“Quem não deve não teme. Meu mandato de senador é do povo do Acre”, esclarece Viana

Sessão especial em comemoração aos 50 anos de criação do estado do Acre. Em discurso na tribuna do plenário do Senado Federal, senador Jorge Viana (PT-AC).

Na tarde desta quinta-feira (16), após ter seu nome citado na suposta lista do procurador-geral da República, Rodrigo Janot, que trata a respeito das investigações da Operação Lava Jato, o senador acreano Jorge Viana emitiu uma nota à imprensa para esclarecer seu posicionamento em torno do ocorrido. Leia a nota na íntegra:

Senador Jorge Viana (PT/AC) /Foto: Reprodução

NOTA À IMPRENSA

Sobre a citação de meu nome e do meu irmão, o governador Tião Viana, na chamada lista do procurador-geral da República, conforme relatos da imprensa nesta quinta-feira, 16 de fevereiro, sem que sequer tenhamos sido notificados, destaco:

O Brasil vive a mais grave crise de sua representação política, com nocivas consequências para a vida social e econômica do país. Tal crise atinge a todos os partidos e coligações com tamanha profundidade que, sem exceção, todos os políticos precisam dar explicações à opinião pública.
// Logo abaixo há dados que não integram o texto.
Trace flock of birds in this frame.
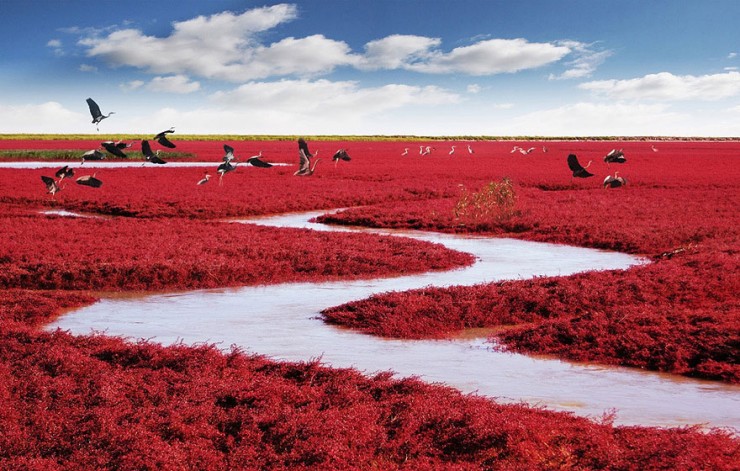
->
[41,98,351,197]
[41,98,640,197]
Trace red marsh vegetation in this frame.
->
[0,137,740,469]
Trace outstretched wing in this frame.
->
[141,139,154,160]
[224,144,234,162]
[154,130,175,149]
[85,98,103,119]
[100,142,128,159]
[41,175,57,191]
[568,154,586,172]
[247,157,272,168]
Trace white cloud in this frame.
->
[0,101,84,133]
[46,39,64,56]
[146,75,200,94]
[550,41,612,80]
[404,38,570,75]
[79,64,98,72]
[79,4,572,82]
[120,80,146,92]
[579,71,740,101]
[358,34,442,70]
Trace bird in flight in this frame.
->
[604,172,627,188]
[568,154,594,178]
[154,127,176,149]
[41,175,62,198]
[247,151,272,168]
[141,139,167,167]
[85,98,115,131]
[100,141,128,159]
[76,173,103,188]
[604,149,627,165]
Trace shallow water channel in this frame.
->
[48,212,740,430]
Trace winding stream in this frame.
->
[48,212,740,430]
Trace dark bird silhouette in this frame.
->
[331,149,352,167]
[568,154,594,178]
[154,128,176,149]
[604,172,627,188]
[604,149,627,165]
[80,148,105,165]
[76,173,103,188]
[247,151,272,168]
[54,165,75,182]
[100,141,128,159]
[298,137,313,159]
[196,172,211,185]
[216,161,238,185]
[141,139,167,167]
[85,98,115,131]
[293,152,321,177]
[41,175,62,197]
[223,144,234,162]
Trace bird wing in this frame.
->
[141,139,154,160]
[247,157,272,168]
[568,154,585,172]
[100,142,128,159]
[85,98,103,119]
[155,136,176,149]
[298,149,311,173]
[224,144,234,162]
[55,165,69,178]
[41,175,57,191]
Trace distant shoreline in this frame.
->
[0,132,740,142]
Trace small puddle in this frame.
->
[48,212,740,430]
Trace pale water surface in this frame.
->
[49,212,740,430]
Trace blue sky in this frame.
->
[0,0,740,136]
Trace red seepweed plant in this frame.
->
[0,141,739,469]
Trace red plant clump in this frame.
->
[0,295,737,470]
[0,141,739,469]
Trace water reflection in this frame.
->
[51,213,740,429]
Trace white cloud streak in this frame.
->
[79,4,584,82]
[579,71,740,101]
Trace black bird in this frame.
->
[80,148,105,165]
[293,149,321,177]
[41,175,62,197]
[100,141,128,159]
[604,149,627,165]
[604,172,627,188]
[54,165,75,181]
[216,161,237,185]
[247,151,272,168]
[298,137,313,159]
[76,173,103,188]
[196,172,211,185]
[86,98,115,131]
[568,154,594,178]
[141,139,167,166]
[154,128,175,149]
[223,144,234,162]
[331,149,352,167]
A classe política deve mesmo um pedido de desculpas à sociedade. Não promovemos as mudanças necessárias no sistema político tão importantes para nossa democracia. Agora, detentores de mandato e partidos, como PMDB, PSDB, PT, DEM, PSD, PSB, PRB e PP, entre tantos outros, estão envolvidos nesse escândalo. 


Sem ocupar cargo público, fui candidato em 2010 e fiz uma campanha que custou R$ 968,1 mil, dos quais R$ 280 mil foram repassados a outros candidatos. Os recursos foram declarados e minhas contas, aprovadas pela Justiça Eleitoral, de acordo com a legislação vigente.

Devo o meu mandato de senador ao povo do Acre, pelo reconhecimento ao trabalho que fiz como prefeito e governador. No Senado, tenho procurado sempre honrar a missão dada pelos que me elegeram, trabalhando pelo meu Estado e pelo Brasil.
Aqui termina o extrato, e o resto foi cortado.